Mi hermana soltó unas lagrimitas de compromiso cuando supo lo del perro, pero era la primera que estaba hasta el coño del animal, que se había cargado a mordiscos las patas de una mesa que valía una pasta. Como el hombre invisible apenas se inmutó, me dio por pensar que quizá el responsable de que Dedo se tragara aquel muñequito asesino había sido él. Tal vez había matado al perro como yo a los peces, de tal palo tal astilla. Pero Dedo era un mamífero, coño, tenía cuatro patas, ladraba, jugaba, pedía las cosas, se comunicaba con nosotros Total, que el único que sintió un poco (tampoco mucho, la verdad) la muerte del animal fui yo.
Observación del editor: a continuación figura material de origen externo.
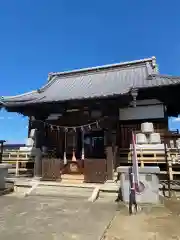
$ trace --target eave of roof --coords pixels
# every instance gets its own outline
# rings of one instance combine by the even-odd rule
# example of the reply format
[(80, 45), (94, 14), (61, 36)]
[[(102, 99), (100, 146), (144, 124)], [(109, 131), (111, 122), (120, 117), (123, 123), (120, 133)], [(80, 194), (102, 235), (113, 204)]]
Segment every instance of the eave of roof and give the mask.
[(180, 77), (160, 75), (155, 57), (119, 64), (51, 73), (40, 89), (2, 97), (0, 104), (25, 106), (128, 94), (132, 88), (145, 89), (180, 84)]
Al faltar, me pispé de la compañía que me había hecho durante las horas que pasaba solo en casa. Hubo llamadas de mis viejos dándonos el pésame y aquella noche cenamos en silencio, con el runrún de la tele en plan hilo musical. Por cierto, que al dar la noticia en casa, y para proteger al hombre invisible (o para convertirme en su cómplice, vete a saber) dije que lo que el animal se había tragado (seguramente en la calle) era un corcho.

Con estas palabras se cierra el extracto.